Obwohl einige Nester unbesetzt blieben, sind über den Sommer mehr junge Störche herangewachsen als im Vorjahr. Doch nicht alle Tiere, die aus den Eiern schlüpften, überlebten.

LImbach-O./Zwickau.

16 Adebare und damit fünf mehr als im Vorjahr sind den Sommer über im Landkreis Zwickau flügge geworden. Viele Storchenfreunde beobachten bereits ab dem zeitigen Frühjahr die zwölf Horste, wie die Nester dieser Vögel genannt werden, und freuen sich riesig, wenn sich wieder Rotschnäbel, die aus dem Winterquartier im Süden kommen, darauf niederlassen. Und besonders große Freude herrscht, sobald sich in den Horsten Nachwuchs einstellt. Das war dieses Jahr in sieben der insgesamt zwölf Nester der Fall.

Von den drei Jungstörchen in Limbach-Oberfrohna, die auf der Esse einer früheren Buntfärberei an der Waldenburger Straße geschlüpft sind, sind zwei durchgekommen. Das dritte Tier wurde unweit des Nestes tot am Erdboden gefunden. Ornithologen gehen von einem Unfall aus. Die beiden noch lebenden Störche entwickelten sich sehr unterschiedlich. Während einer keine Auffälligkeiten zeigte und offenbar gemeinsam mit seinen Eltern in Richtung Süden flog, wurde der andere Adebar von Experten zweimal im Stadtgebiet von Limbach-Oberfrohna aufgegriffen - unter anderem auf dem Parkplatz eines Einkaufsmarktes. Dabei gefährdete er nicht nur sich selbst, sondern auch Passanten. Nachdem der Problemstorch zwischenzeitlich im Amerika-Tierpark Unterschlupf erhalten hatte, wurde er Anfang August ausgewildert: Ornithologen brachten ihn nach Rochlitz, wo sich nahe dem Schloss mehr als 50 Störche versammelt hatten, um dann gemeinsam in die Winterquartiere aufzubrechen. Das Tier schloss sich seinen Artgenossen an und wurde seitdem nicht mehr in Limbach-Oberfrohna gesehen.


Auf einem Schornstein an der Ringstraße in Kändler, den Störche in der Vergangenheit als Brutplatz nutzten, hat sich in diesem Jahr dagegen kein Paar angesiedelt. In Saupersdorf und Cunersdorf bei Kirchberg sind hingegen jeweils zwei Junge flügge geworden. Drei Vögel wurden auf dem Schornstein des ehemaligen Betriebsteils des Textilwerkes Mülsen in Mosel gezählt - genau wie im vergangenen Jahr. Damals hatte ein Adebar aus dem Nachwuchstrio einen schweren Unfall erlitten und konnte seinen Geschwistern nicht gleich in den Süden folgen. Er war nach einer Flügelfraktur in der Tierklinik Crimmitschau behandelt worden und erholte sich anschließend im Tierpark Hirschfeld. Dann kam der Jungvogel auf einen Storchenhof nach Thräna bei Leipzig, wo er sich weiter erholte und später sogar noch ins Winterquartier starten konnte.

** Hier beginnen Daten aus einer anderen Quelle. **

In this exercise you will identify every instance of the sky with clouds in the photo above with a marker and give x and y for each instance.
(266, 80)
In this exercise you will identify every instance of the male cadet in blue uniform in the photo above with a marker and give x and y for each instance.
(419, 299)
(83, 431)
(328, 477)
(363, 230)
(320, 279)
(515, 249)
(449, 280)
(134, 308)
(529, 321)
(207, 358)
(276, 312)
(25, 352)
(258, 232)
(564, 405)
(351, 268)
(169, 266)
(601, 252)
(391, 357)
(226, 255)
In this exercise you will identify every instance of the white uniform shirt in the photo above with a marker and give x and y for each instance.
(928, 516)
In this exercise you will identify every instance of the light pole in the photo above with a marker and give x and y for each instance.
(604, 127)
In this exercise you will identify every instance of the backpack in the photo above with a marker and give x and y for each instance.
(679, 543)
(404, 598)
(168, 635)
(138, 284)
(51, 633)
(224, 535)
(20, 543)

Ebenfalls drei Küken waren im Horst auf der Esse der ehemaligen LPG-Gärtnerei im Hartensteiner Ortsteil Zschocken geschlüpft. Flügge geworden sind nur zwei. Der dritte kleine Storch verschwand, wie das Zwickauer Landratsamt mitteilt. Die neue Nisthilfe in Zschocken blieb unbesetzt. Lediglich im Juli ließen sich kurzzeitig Altstörche dort nieder. Auch am Glauchauer Gründelpark hat es wieder Nachwuchs gegeben. Zwei Jungvögel sind auf dem Gelectra-Schornstein flügge geworden. Genau wie auf der Esse an der Neukirchener Hauptstraße. Die Besonderheit dort: Im unteren Nestbereich fütterte ein Turmfalke seine Jungen. Eins davon wurde durch einen Altstorch erbeutet.

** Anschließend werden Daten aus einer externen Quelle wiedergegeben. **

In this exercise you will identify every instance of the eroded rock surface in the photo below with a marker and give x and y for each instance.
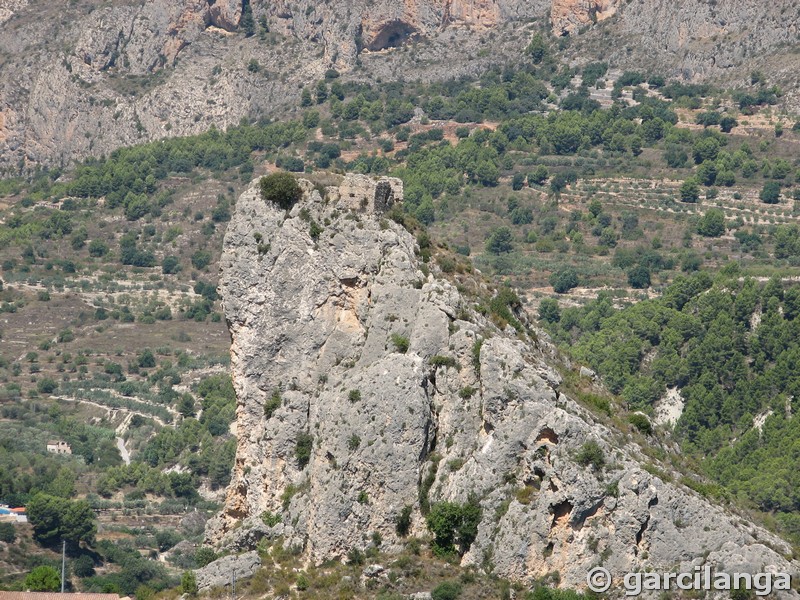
(84, 79)
(410, 396)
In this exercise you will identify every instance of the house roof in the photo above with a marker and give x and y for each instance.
(53, 596)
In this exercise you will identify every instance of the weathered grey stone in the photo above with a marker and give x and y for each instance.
(313, 320)
(220, 572)
(373, 571)
(53, 53)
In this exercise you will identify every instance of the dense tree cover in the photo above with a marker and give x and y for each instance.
(134, 571)
(203, 446)
(731, 347)
(43, 578)
(55, 519)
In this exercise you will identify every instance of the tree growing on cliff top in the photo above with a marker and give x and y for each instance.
(281, 189)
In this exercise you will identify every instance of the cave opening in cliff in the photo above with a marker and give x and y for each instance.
(392, 35)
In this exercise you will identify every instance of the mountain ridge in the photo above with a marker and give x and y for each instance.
(120, 74)
(402, 396)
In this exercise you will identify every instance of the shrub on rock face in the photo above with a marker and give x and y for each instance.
(564, 280)
(281, 189)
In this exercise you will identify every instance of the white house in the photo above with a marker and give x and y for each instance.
(59, 447)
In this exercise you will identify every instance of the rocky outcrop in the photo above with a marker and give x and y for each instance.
(568, 16)
(367, 385)
(84, 80)
(226, 14)
(220, 573)
(394, 23)
(9, 7)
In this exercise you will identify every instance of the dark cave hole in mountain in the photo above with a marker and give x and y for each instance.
(393, 35)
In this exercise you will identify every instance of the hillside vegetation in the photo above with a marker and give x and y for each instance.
(652, 225)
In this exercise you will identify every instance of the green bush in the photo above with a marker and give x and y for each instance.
(46, 385)
(401, 343)
(770, 193)
(403, 521)
(443, 361)
(43, 579)
(7, 533)
(189, 584)
(641, 422)
(83, 566)
(591, 454)
(272, 404)
(302, 449)
(712, 224)
(204, 556)
(281, 189)
(454, 526)
(564, 280)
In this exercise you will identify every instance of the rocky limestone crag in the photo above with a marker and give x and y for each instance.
(568, 16)
(467, 410)
(219, 573)
(84, 80)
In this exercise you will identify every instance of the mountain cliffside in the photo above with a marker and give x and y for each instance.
(366, 386)
(82, 79)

Das andere Storchennest in Neukirchen an der Brückenstraße blieb dieses Jahr unbesetzt - genau wie das auf dem Kirchendach in Schlunzig. Auf dem Horst auf der Esse der alten Töpferei in Waldenburg hatte sich zwar ein Storchenpaar niedergelassen und turtelte. Doch der Nachwuchs blieb aus. Es wird vermutet, dass die Vögel noch nicht geschlechtsreif waren.